Диор со вздохом убрала со лба пепельно-белые волосы.
– Я любила этот кафтан.
– А кто-то распускал лапы? – тихо спросил я.
Ее взгляд сделался алмазно-твердым.
– Моей маме нравились плохие мужчины.
– Моей тоже, – грустно улыбнулся я.
Диор немного смягчилась, ее лед слегка подтаял.
– Моя, насколько я знаю, вампиров в дом не приводила. Так что твоя мою, выходит, уделала.
– Вы были похожи?
– Ни капельки, – прорычала Диор.
– Я про… Эсан. Род Грааля. Ее кровь…
– Ты имеешь в виду, умела ли моя мама исцелять? – Диор злобно сплюнула в костер. – Если и так, она об этом не знала. Иначе стала бы разливать свою кровь по бутылкам и продавать, как продавала всю себя без остатка.
– Она была куртизанкой?
– Она пристрастилась к опиуму. И выпивке. Хочешь называть матерью женщину, которая продается за то, чтобы потакать пристрастию, а дочь морит голодом так, что та идет в куртизанки, то как знаешь. Я ее называла словом попроще.
– А твой папа?
Девица молча пожала плечами и показала мне папаш.
Она не знала, кто ее отец, и это нас с ней тоже роднило.
– Что стало с твоей мама?
– А что бывает с наркоманами, герой?
– Плохо кончила?
– Даже хуже.
Диор посмотрела огонь и под треск хвороста тихо продолжила:
– Ближе к концу она стала похожа на призрак: серая кожа, выпавшие зубы. Не мертвая, но и не живая. При этом из рабства так и не вырвалась. Вот такому богу она молилась. Такого дьявола винила в бедах. Ей не хватало ума понять, что они – это одно и то же.
Как-то я пропала из дому на несколько дней. К тому времени я привыкла заботиться о себе. Подружилась кое с кем. Однажды решила проведать мама. Захожу в дом, а она на полу у кровати лежит, глаза закатила. Я сразу подумала о худшем: знала, что привычка в конце концов убьет ее. Но губы у нее еще шевелились, и я решила, что ей, может быть, снится сон. Потрясла ее за плечо, и тут изо рта у нее выскочила крыса.

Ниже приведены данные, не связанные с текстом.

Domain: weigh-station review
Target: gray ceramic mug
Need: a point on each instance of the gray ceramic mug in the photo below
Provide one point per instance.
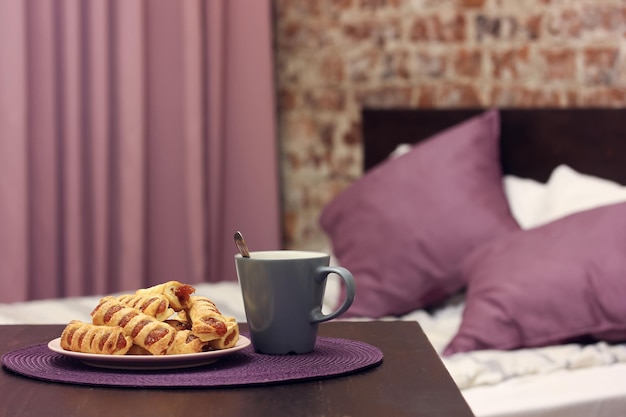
(283, 294)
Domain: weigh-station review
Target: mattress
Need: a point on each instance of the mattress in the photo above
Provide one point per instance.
(568, 380)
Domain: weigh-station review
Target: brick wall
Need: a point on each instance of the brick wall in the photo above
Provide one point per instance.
(335, 56)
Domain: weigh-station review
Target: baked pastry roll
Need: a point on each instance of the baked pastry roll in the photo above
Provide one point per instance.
(206, 320)
(229, 339)
(88, 338)
(176, 293)
(149, 333)
(178, 324)
(155, 305)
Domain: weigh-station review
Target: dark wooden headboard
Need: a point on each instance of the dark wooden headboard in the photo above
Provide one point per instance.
(533, 141)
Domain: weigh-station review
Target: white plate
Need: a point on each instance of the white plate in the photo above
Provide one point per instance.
(149, 362)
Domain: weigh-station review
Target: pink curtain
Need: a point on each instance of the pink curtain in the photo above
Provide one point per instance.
(136, 136)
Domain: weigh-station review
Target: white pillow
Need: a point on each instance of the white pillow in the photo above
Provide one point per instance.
(527, 200)
(570, 192)
(567, 191)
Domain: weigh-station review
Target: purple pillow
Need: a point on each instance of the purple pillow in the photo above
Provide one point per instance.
(405, 226)
(548, 285)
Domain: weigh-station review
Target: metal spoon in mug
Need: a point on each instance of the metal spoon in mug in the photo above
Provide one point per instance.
(241, 245)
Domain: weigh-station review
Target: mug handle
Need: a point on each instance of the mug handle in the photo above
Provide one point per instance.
(322, 273)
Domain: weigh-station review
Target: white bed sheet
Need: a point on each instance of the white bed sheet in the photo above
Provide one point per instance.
(570, 380)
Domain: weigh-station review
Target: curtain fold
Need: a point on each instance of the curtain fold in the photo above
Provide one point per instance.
(135, 137)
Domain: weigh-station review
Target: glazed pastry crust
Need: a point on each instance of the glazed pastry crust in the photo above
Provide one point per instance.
(229, 339)
(176, 293)
(88, 338)
(147, 332)
(155, 305)
(206, 320)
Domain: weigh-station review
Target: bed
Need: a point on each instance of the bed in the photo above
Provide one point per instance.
(545, 167)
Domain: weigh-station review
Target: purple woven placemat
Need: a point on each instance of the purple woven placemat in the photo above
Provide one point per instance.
(331, 358)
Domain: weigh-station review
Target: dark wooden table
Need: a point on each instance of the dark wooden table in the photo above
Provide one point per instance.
(411, 381)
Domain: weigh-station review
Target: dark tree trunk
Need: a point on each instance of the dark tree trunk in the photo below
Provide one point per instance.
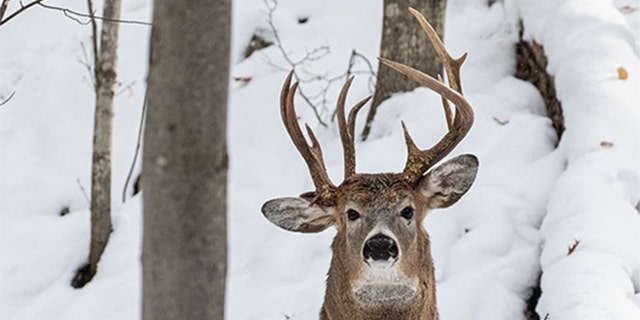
(185, 161)
(532, 67)
(404, 41)
(105, 83)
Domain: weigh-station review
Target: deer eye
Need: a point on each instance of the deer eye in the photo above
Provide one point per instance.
(352, 214)
(407, 213)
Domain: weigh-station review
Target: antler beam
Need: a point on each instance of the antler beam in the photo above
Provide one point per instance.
(419, 161)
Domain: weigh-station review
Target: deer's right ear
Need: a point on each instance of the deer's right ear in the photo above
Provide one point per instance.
(298, 214)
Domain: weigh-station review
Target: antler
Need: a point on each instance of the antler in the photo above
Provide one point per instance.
(419, 161)
(325, 190)
(347, 129)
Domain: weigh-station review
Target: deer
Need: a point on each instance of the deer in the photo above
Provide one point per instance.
(381, 266)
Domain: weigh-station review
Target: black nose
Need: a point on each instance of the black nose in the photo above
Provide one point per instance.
(380, 247)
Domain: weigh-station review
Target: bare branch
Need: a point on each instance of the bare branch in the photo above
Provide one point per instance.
(22, 9)
(85, 62)
(84, 192)
(94, 35)
(92, 15)
(7, 100)
(3, 8)
(137, 151)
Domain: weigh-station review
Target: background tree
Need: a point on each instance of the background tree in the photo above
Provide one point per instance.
(185, 161)
(105, 62)
(404, 41)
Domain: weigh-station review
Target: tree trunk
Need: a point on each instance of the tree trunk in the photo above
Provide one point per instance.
(185, 161)
(532, 67)
(105, 84)
(404, 41)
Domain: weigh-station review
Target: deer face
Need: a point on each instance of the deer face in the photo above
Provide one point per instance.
(381, 265)
(381, 244)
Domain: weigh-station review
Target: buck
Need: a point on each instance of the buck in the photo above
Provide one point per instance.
(381, 266)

У меня мучительно скрутило живот.
– Благая Дева-Матерь…
Диор покачала головой и глубоко вздохнула.
– Эта хрень снится мне почти каждую ночь.
– Сколько тебе тогда было?
– Лет двенадцать. Потом были улицы Лашаама. – Диор откинула челку с глаз, и к ней вернулась прежняя заносчивость. – Украденный кафтан. Стрижка ржавым ножом. Так было проще. Не легко, но проще. Улица парней имеет не так, как девочек.
– Соболезную.
– Правда?
– Ну разумеется, – рассердился я. – Я, конечно, сволочь, но не чудовище.
Диор порылась в карманах моего пальто и достала серебряную трубку.
– Тогда тебе надо выбросить эту штуковину в речку, герой. Вернуться к семье: поцеловать жену, обнять дочурку и пообещать больше никуда не отлучаться.
– И бросить тебя?
– Все же бросают.
В словах Диор слышалось не сожаление. Скорее, гнев. Ей вообще, похоже, было не свойственно лелеять скорбь. Однако тут на нее снизошел покой, мягкий, как тень. Когда я попытался припомнить себя в ее годы, то понял, что она сейчас куда старше меня в шестнадцать лет.